Durant un tout petit peu plus de 2h, ce documentaire raconte également tout au long du l’enquête le monde du vélo, le rôle des équipiers lorsqu’Armstrong explique ouvertement qu’il essaye d’isoler Contador dans l’équipe, exemple étant pris de l’étape de Montpellier lorsque l’espagnol s’était fait prendre dans une bordure, Armstrong ayant alors fait rouler des équipiers pour l’esseuler. Au sujet des équipiers encore, on suit notamment plusieurs fois un coureur de chez Astana (Popovych ?) équipé d’une caméra sur le vélo ce qui était strictement interdit par l’UCI à l’époque, sauf peut-être dérogation pour le film, les images en immersion dans la course étant sympas.

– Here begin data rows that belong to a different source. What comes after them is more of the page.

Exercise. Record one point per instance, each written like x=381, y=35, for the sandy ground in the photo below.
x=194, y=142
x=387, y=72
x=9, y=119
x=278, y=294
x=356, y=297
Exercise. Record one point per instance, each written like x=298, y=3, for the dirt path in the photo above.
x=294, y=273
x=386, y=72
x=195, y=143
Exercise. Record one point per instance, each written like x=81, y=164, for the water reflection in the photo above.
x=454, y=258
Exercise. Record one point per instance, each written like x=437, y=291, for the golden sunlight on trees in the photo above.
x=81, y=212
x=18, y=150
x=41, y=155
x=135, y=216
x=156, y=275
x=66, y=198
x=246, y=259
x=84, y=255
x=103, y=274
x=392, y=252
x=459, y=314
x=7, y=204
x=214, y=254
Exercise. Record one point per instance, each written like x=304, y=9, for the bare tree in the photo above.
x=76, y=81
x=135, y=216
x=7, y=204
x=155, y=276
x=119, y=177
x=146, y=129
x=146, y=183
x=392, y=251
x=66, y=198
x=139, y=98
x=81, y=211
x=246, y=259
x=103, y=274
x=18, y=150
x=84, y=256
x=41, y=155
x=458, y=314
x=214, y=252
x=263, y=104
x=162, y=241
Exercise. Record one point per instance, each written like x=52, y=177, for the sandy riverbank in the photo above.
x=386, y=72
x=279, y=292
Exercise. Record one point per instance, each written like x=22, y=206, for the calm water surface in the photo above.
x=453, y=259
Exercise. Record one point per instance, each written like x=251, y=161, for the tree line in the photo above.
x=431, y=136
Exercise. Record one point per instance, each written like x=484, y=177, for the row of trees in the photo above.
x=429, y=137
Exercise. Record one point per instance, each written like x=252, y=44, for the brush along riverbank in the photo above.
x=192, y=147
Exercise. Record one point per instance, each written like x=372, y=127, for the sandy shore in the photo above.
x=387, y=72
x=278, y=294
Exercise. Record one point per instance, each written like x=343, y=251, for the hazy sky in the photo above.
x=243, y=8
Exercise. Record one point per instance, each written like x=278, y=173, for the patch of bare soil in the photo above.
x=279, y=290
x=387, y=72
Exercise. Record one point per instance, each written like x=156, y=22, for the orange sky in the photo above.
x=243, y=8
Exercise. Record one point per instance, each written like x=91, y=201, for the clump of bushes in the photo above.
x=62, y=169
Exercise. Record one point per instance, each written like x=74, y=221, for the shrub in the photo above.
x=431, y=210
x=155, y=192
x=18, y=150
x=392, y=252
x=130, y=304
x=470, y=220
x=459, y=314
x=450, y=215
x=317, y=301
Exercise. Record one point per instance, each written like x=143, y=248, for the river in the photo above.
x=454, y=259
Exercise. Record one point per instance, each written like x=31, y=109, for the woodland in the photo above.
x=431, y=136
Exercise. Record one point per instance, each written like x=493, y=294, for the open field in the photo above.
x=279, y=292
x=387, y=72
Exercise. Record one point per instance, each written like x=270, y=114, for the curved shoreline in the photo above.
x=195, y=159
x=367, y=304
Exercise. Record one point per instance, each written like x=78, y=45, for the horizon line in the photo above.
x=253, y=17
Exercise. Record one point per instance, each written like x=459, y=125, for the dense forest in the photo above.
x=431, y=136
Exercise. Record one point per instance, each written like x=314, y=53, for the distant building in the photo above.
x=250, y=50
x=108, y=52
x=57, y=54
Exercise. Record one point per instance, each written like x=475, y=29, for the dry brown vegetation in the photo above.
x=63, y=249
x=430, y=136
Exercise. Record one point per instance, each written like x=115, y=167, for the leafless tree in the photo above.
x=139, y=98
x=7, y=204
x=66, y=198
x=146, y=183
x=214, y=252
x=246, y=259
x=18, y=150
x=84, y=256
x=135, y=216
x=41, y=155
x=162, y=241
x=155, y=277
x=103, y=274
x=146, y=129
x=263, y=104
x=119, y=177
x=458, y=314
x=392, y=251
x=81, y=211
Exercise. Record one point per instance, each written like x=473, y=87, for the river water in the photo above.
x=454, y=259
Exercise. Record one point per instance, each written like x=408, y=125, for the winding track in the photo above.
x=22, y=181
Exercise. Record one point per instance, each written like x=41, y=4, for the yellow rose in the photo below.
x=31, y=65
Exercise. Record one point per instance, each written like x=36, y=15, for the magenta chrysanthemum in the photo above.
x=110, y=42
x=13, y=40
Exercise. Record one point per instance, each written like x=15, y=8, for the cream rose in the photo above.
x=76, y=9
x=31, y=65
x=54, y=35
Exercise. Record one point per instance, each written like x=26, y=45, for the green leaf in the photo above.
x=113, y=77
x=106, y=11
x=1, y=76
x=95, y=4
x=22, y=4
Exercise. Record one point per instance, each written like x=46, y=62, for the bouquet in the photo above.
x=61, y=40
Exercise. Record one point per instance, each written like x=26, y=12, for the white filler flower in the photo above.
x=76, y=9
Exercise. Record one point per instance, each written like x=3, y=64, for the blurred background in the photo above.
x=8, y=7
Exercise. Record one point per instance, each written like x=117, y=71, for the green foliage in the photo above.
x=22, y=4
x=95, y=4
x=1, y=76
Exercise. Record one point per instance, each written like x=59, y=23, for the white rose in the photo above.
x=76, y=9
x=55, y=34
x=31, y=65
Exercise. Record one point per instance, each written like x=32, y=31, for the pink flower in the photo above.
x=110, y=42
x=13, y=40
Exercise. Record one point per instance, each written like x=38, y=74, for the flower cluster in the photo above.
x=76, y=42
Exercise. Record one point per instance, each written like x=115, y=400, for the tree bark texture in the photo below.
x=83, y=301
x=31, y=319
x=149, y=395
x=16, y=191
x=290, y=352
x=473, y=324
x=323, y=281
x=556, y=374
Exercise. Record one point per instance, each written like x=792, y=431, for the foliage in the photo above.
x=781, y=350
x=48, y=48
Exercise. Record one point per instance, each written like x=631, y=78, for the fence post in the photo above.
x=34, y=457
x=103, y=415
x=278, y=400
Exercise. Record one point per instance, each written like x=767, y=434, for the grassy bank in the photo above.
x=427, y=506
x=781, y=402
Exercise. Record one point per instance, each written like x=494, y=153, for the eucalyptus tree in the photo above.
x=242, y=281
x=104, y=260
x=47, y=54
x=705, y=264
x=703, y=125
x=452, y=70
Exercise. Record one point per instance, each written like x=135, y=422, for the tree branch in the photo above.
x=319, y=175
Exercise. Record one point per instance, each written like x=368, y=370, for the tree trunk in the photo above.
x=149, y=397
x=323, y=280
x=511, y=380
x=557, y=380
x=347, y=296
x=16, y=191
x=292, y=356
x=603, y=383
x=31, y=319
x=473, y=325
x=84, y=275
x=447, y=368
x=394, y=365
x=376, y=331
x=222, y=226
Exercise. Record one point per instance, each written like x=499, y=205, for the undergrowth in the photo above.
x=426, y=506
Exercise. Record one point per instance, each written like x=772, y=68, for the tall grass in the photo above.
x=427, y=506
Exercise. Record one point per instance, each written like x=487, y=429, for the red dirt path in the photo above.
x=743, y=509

Bref, si comme moi vous suivez de près le vélo, vous n’apprendrez pas grand chose dans ce documentaire mais vous y verrez une très belle synthèse sur l’affaire Armstrong, ses ramifications et le réseau de l’américain et y découvrirez l’homme derrière le salaud. Pendant les 2h, vous découvrirez un coureur ayant visiblement envie d’avancer, de ne plus tricher quoique le réalisateur se pose la question (et nous avec) mais vous y découvrirez un monde qu’on ne souhaite plus voir dans le vélo, celui des magouilles, de la mafia même, salissant le beau sport que nous aimons tous.
Tel un exorcisme ou une catharsis d’une époque qu’on ne veut plus revivre, ce documentaire permet d’entrevoir un cyclisme propre et de croire en ce que nous voyons aujourd’hui en se rendant compte du chemin parcouru depuis et des changement aperçus depuis cette sombre époque.